COMPUTER SECURITY
CMSC 482 FALL 1995
TR 5:30-6:45 Prof Mark E Woodcock
ECS 233B, x2587 859-6324 (work)
woodcock@cs.umbc.edu (or umbc7)
September
5 Intro, History, Standards 1
12 Basic Models 6.1-3, 7.1-3, BLP
19 Advanced Models Chinese Wall, Goguen & Meseguer
26 Integrity and Denial of Service Clark&Wilson
October
3 Cryptography 2,3,4
10 Recursive Functions/Formal Proof Boyer & Moore (Exam)
17 Specifications/Hardware
24 Abstraction Stacks/Other formal techniques
31 I&A, Trusted Path, Audit 6.5
November
7 Malicious Code 5, Microscope & Tweezers
14 Risk Analysis 13 (Exam)
21 Sys Mgmt, Tech Issues (Turkey Day)
28 Networks, Databases 8,9,11
December
5 System Components, Evaluation Issues 10,7.4-6
12 Slack, Review 14,15
FINAL The final will be held as scheduled by the registrar, on Tuesday
December 19, from 6:00 till 8:00 P.M.
All exams will be comprehensive, closed-note, closed calculator and
closed-book.
PROJECT
1. Each student will write a short (3-5 page) paper
on a current computer security application. Precise specifications
and due dates to be determined.
2. In groups of 3 (or so) students will devise a system
security plan for a hypothetcial installation described by the
instructor. Precise specifications and due dates to be determined.
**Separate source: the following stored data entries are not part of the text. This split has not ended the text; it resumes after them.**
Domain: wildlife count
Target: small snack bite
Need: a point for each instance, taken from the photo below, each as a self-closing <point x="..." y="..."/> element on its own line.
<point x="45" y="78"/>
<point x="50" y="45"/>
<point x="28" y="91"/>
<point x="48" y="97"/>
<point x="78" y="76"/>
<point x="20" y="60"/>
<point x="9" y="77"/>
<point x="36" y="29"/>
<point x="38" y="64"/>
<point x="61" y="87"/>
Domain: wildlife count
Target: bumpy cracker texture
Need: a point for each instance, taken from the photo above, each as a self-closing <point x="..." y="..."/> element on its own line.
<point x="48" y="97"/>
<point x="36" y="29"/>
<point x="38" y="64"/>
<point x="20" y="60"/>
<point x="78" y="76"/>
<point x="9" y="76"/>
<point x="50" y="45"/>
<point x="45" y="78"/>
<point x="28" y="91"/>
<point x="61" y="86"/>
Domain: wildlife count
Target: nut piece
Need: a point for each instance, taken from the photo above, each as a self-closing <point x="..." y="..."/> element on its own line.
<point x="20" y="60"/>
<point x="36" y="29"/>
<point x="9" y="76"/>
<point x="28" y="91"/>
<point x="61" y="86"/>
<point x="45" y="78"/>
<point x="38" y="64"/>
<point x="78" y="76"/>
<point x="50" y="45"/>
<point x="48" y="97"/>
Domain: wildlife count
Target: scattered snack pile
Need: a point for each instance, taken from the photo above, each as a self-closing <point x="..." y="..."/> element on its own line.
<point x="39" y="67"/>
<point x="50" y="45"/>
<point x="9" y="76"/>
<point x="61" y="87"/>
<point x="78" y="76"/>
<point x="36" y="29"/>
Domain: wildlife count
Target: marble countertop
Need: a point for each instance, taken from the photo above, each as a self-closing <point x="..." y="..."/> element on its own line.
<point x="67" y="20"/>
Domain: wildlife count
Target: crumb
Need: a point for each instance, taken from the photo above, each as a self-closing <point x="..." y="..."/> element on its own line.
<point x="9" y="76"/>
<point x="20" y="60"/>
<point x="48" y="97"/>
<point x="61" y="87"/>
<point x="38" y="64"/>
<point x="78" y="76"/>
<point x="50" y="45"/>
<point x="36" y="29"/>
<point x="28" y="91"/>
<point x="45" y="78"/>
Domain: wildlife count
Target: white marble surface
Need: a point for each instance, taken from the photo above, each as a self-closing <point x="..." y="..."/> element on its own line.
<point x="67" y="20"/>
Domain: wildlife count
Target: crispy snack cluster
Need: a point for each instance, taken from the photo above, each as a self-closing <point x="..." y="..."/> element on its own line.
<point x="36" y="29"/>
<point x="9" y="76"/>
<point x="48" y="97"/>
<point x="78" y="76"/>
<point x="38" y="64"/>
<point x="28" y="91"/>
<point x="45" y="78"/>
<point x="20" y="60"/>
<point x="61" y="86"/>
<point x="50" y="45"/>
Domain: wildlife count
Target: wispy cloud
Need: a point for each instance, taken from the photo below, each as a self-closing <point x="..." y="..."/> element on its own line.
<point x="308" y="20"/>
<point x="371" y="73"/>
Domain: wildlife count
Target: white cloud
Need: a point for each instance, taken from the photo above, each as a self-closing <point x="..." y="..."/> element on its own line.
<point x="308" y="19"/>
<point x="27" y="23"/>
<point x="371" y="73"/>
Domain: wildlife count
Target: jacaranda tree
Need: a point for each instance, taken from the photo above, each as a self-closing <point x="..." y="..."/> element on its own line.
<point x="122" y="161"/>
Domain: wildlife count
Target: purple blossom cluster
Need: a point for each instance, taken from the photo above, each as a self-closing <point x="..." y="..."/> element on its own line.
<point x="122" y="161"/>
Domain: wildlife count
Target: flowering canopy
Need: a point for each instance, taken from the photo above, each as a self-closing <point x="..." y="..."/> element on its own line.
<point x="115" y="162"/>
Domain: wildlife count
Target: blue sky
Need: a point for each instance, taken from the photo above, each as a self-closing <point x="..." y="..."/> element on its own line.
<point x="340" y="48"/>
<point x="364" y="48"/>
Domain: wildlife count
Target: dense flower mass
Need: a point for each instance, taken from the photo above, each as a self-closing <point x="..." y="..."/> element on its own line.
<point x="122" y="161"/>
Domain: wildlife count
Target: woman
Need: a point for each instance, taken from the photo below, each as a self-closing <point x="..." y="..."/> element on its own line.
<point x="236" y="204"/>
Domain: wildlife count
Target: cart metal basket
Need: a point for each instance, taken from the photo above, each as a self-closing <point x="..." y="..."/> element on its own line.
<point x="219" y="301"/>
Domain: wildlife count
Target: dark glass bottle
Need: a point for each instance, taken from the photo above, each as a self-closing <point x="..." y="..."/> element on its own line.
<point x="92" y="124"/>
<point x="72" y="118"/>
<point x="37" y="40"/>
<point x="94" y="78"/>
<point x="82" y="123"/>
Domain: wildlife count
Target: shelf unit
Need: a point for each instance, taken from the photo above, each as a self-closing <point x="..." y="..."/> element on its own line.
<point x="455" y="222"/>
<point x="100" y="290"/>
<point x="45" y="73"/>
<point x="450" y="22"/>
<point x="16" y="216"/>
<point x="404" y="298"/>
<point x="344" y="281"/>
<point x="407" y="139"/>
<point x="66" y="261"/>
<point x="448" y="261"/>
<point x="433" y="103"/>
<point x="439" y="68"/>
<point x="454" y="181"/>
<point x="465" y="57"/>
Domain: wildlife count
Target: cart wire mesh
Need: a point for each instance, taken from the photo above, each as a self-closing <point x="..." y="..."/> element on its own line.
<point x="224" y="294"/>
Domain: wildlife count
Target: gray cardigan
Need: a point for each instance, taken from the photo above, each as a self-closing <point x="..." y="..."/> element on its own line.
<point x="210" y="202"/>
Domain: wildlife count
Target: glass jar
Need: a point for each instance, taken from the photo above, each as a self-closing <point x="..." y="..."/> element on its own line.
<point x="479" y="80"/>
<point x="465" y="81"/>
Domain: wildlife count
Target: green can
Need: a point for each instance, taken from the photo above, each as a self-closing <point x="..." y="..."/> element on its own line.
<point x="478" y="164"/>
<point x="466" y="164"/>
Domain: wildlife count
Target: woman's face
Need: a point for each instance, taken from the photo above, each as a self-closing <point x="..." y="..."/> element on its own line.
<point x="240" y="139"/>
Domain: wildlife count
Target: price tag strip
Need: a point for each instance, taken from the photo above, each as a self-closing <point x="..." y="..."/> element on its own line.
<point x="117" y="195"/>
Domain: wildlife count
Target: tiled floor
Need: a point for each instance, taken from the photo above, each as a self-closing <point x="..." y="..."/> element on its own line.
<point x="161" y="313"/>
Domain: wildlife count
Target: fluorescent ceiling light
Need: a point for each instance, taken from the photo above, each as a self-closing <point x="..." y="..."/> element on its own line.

ETHICS While threat will be an important motivator for the course
material, the theme of the course will be how to protect computers, not
how to break into them (accessing a computer without authorization is a
crime and will be treated as such).
GRADES Grades will be computed from the following components, using the
following weights:
Midterm I 20
Midterm II 20
Project (written) 30
Final 30
The instructor expects this to result in a normal (boring) Bell Curve,
however the instructor reserves the right to construct one, to consider
relative improvement and class participation, to give all A's or flunk
the whole class (where appropriate).